The Nigerian government recently launched a transparency app, called the Citizens’ Delivery Tracker App. The application allows citizens to track priority programs, policies, and projects initiated by the federal government on their devices. Citizens can view the deliverables and key performance indicators for all ministries and give their assessments. This provides a window into government activities and spending. The goal is to use the app to enhance public engagement and government accountability, an initiative that aligns with President Tinubu’s promise that citizens would be an integral part of tracking the management process of the government under his administration. However, concerns surrounding the app’s launch and functionality undermine its potential impact.

A step toward transparency…or a hollow promise?

The first concern for the Citizen Delivery App revolves around the lack of public awareness surrounding the app’s launch and functionality. In a quick poll by Ventures Africa, only 1 out of 10 respondents have heard about the Citizen’s Delivery app. A well-received citizen engagement tool requires widespread knowledge. The app’s launch is nearly reminiscent of the E-naira’s launch. 6 Months after the e-naira’s launch, it struggled to gain adoption among Nigerians. What was more concerning was when Ventures Africa conducted a poll, 64 percent of the respondents didn’t even know about it. 
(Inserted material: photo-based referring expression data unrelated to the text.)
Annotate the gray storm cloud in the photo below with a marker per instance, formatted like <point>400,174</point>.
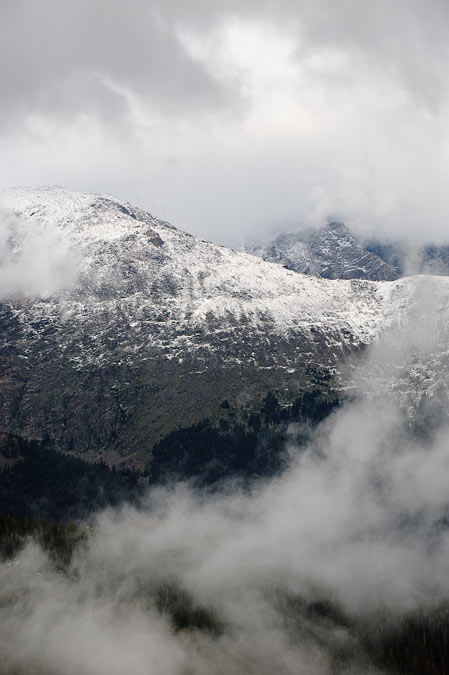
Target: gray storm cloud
<point>229,117</point>
<point>359,519</point>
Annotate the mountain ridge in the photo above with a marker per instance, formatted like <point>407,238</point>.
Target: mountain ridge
<point>158,327</point>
Another concern that easily comes up is about Nigeria’s internet infrastructure. According to the launch report, the tracker is available at and will be available to download on Google Play Store and Apple Store over the next month. While mobile phone penetration in Nigeria is high at around 85%, not everyone has access to reliable internet. In the last few months, Nigeria has experienced internet outages that spotlight its challenges with reliable internet. The most recent outage cost Nigeria over $593.6 million. This creates a digital divide that excludes a significant portion of the population, inherently limiting the app’s reach and impact. Although the initiative could consider exploring alternative access points beyond the internet. This can be through SMS updates, USSD interfaces, or even offline community kiosks in collaboration with local authorities.

Nigeria isn’t the first to launch a transparency platform. Back in 2008, Estonia established a comprehensive e-government system, including an e-consultation platform for citizens to participate in policy discussions and lawmaking processes. Mexico also launched a similar platform called Plataforma Nacional de Transparencia (PNT). The PNT has become a crucial resource for Mexicans seeking information on government activities and holding public officials accountable. However, the success of these apps has been mixed over the years. Shortly after Mexico’s system went online, users and experts pointed to several flaws in the platform that seriously hindered transparency. Many of them took to Twitter to demonstrate these system failures. Over the years, the platform has experienced a malfunctioning website, a poorly received anti-sexting campaign, and serious allegations of corruption. 

Moreover, Nigeria has a history and reputation for data inconsistency. Last year, Nigeria introduced the Bimodal Voter Registration System (BVAS), designed to prevent overvoting and other forms of electoral irregularity in Nigeria’s democratic process. However, it had many “technical glitches”. Nearly 48 hours after voting ended, most results were not seen on its portal. Most of the data uploaded were also inconsistent. Similarly, such government tracker apps rely on data provided by the government itself. There’s a chance information might be incomplete or skewed which can mislead citizens and undermine trust. If the data on the Citizen’s Delivery app is inaccurate or incomplete, it undermines the app’s effectiveness.

However, the concept of a real-time Citizens’ Delivery Tracker App is a positive step towards greater government accountability in Nigeria. Last year, a document on the Lagos Public Procurement Agency (LPPA) website that showed how N2,017,840 was earmarked for the supply of rechargeable fans and fridges in the office of the deputy governor, sparked widespread criticism. It showed how much transparency had become necessary for an effective government. A report by Transparency International revealed that countries with strong access to information laws tend to have lower corruption rates. However, the platform’s success hinges on transparency, accessibility, and a commitment to citizen engagement. The government may also need to develop platforms that address specific functionalities before engaging a general platform.